The Zamboni plaintiffs alleged that employees eligible to opt into the conditionally-certified FLSA class were summoned to a meeting presided over by the defendant employer, where they were instructed to sign, without reading, a document disavowing overtime work. One of the employees present at the meeting testified that he was handed a document and told to “read it quickly and sign it even quicker.” Order at 4. After initially being rebuffed when he asked to see a copy of the signed document, the employee discovered that it included the statement, “I do not believe that I am owed any monies for unpaid wages . . . or for any other reasons.” Id. Additionally, the employee was told that he could not opt into the FLSA class if he signed the document, even though the document had no actual bearing on employees’ ability to be members of the FLSA class. Id. Judge James C. Francis IV concluded that “it was inherently coercive for the defendants to solicit from each employee a statement that he does not have a claim for unpaid wages.” Order at 9.

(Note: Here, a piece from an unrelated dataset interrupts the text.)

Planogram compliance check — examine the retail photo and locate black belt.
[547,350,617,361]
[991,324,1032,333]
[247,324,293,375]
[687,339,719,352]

Echoing the analysis around unconscionable contracts, Judge Francis found that “an employee who signs such a statement . . . may well believe that . . . he is precluded from opting in to this litigation. Furthermore, an employee could well sign such a statement without full recognition of the extent of his rights and potential claims under the FLSA.” Order at 9. As a remedy, Judge Francis ordered that a notice be disseminated informing the employees that they had not in fact waived FLSA rights and that the lawsuit’s opt-in period be extended. Order at 10.